The first airline to adopt the world’s largest commercial passenger jet could soon scrap it, under plans from Singapore Airlines (SIA) Group to review the size and makeup of its fleet in the months to come.
During an earnings call made earlier this week, it was made clear that the fate of Singapore’s superjumbo hangs in the balance as the airline looks to reassess its fleet to match a dip in demand.
“The review is likely to lead to a material impairment of the carrying values of older generation aircraft, particularly the A380 aircraft, which would account for approximately $1 billion,” SIA said.

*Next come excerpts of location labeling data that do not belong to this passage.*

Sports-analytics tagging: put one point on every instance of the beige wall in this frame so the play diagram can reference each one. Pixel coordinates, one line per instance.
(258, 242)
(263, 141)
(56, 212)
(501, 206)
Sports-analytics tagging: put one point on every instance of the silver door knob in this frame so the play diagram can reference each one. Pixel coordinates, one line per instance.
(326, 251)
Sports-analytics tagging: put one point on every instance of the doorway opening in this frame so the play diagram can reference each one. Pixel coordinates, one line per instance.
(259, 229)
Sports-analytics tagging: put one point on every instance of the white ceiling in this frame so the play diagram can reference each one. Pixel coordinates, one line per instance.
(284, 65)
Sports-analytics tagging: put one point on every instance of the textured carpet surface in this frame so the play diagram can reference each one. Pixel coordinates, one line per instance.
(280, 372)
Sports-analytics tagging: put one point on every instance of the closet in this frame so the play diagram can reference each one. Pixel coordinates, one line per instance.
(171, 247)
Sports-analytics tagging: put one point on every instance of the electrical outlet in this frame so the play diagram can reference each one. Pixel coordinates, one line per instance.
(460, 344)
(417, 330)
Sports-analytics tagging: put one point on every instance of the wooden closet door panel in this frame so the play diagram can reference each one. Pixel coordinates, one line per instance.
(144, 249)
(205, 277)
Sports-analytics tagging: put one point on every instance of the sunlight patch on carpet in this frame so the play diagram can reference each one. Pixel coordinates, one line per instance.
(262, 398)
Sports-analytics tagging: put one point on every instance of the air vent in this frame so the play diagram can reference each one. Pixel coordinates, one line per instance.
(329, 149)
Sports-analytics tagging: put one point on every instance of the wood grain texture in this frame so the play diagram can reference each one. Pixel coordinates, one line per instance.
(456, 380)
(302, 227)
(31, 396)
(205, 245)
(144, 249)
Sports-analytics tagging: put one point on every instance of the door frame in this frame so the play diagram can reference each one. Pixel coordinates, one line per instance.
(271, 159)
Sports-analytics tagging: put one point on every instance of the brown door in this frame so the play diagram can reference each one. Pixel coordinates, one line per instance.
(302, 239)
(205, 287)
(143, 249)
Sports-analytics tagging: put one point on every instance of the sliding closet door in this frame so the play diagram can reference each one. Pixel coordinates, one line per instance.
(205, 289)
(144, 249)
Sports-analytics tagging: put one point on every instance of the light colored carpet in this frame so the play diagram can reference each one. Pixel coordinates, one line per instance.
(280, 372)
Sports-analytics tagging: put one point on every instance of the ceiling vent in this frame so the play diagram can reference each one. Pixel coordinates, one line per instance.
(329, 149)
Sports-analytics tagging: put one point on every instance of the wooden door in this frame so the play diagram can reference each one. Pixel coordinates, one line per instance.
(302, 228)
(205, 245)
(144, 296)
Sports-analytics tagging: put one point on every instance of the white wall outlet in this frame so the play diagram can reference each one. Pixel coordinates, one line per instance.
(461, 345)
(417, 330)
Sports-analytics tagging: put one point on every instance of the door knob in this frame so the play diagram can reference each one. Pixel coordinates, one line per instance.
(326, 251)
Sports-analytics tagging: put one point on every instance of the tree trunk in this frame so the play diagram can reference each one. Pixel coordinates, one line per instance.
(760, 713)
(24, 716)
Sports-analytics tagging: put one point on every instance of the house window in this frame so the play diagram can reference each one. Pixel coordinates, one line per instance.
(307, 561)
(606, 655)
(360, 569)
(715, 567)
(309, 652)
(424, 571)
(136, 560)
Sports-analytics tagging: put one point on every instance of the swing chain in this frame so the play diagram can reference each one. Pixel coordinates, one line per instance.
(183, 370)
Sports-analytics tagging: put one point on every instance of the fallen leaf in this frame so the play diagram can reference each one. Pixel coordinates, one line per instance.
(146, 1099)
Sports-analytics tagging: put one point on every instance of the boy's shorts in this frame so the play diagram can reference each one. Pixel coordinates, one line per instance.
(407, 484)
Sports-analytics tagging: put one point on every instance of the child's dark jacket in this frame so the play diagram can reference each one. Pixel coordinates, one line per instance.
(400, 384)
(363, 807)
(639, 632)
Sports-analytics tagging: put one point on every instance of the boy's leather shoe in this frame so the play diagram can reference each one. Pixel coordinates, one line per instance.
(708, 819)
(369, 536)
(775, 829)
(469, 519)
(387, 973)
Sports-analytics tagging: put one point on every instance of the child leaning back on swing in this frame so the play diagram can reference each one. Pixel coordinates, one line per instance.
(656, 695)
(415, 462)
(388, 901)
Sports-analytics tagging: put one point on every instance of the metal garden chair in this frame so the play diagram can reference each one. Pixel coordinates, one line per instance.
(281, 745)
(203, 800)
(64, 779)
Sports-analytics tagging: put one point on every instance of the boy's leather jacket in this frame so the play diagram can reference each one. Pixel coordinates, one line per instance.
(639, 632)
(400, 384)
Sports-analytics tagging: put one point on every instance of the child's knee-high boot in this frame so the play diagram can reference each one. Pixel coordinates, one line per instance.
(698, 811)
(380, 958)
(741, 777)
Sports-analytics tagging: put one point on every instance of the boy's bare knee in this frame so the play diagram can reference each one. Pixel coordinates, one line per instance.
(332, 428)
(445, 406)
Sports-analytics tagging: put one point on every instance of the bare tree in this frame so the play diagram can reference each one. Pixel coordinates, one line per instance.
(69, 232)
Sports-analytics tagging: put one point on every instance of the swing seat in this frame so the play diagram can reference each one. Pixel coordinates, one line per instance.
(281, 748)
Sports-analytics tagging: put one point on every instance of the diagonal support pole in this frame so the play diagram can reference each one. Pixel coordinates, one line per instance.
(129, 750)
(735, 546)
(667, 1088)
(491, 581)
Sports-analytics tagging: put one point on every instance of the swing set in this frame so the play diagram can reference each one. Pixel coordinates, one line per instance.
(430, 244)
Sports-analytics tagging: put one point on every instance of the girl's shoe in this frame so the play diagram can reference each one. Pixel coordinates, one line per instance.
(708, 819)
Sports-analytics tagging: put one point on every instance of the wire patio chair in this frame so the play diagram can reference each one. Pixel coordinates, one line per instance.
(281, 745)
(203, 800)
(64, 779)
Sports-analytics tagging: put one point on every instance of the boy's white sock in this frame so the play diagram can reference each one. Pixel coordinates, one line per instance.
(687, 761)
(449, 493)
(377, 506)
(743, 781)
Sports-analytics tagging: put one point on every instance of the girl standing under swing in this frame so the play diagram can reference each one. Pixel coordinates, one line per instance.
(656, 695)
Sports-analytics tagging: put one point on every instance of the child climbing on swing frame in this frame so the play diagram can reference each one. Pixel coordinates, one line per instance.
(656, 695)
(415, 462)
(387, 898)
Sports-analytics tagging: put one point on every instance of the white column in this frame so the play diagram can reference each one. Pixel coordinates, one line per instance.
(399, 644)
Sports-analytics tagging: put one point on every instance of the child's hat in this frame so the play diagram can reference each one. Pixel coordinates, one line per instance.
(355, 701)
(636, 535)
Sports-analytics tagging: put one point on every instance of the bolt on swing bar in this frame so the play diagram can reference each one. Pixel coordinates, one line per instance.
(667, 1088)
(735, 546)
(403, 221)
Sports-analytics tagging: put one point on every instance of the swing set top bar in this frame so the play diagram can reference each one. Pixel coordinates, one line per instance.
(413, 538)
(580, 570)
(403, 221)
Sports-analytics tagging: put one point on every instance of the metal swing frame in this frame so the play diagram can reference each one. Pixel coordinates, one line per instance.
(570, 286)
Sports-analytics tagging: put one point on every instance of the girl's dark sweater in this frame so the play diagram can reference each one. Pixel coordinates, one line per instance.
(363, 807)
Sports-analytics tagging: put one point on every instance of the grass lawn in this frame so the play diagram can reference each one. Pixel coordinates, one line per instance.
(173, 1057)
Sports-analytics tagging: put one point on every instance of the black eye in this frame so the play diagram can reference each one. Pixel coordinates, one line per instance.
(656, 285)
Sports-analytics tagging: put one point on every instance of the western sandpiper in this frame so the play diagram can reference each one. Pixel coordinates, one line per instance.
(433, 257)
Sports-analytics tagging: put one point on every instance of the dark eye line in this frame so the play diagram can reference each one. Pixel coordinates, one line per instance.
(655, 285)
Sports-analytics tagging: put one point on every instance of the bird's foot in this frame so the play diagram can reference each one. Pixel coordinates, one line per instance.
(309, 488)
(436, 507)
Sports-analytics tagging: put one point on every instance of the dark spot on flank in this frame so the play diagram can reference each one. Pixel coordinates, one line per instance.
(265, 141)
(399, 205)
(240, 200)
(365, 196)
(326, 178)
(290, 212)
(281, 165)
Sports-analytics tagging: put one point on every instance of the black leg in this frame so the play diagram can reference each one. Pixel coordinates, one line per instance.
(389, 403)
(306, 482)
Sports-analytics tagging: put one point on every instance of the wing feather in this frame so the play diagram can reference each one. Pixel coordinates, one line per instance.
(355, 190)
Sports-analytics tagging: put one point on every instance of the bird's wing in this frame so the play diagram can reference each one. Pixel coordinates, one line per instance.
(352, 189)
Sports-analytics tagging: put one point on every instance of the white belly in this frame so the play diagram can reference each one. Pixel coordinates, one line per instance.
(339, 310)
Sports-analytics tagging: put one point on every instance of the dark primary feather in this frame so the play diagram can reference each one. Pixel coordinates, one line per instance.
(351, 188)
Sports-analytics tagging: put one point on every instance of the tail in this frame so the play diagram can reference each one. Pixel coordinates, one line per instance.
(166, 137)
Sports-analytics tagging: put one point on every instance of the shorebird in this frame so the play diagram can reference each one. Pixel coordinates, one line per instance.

All 19 of SIA’s double-decker jets have been grounded since March – with 13 stored at Changi Airport and another six at the Asia Pacific Aircraft Storage facility in Alice Springs. Singapore was the launch customer for the model in 2007, and has so far retired five of the 24 initially ordered from Airbus.
One representative who spoke at the virtual meeting suggested SIA look to simplify fleet types, leaving the A320CEO, 737-800, B77W and A380 fleets most vulnerable.
Unsurprisingly, the group cited a slump in demand as a catalyst for the decision – with the company also reporting its first annual loss since its founding in January 1972.
On the back of an eye-watering US$730,000 loss, SIA executives said that it may take until March 2021 for the group to “reach less than half of its pre-COVID levels”.
“Progress towards a global lifting of border controls and travel restrictions, which could facilitate or result in the easier movement of travellers between countries, is slower than earlier expected,” the airline added.
SIA expects passenger capacity in August and September to sit at around 7 per cent of pre-pandemic levels.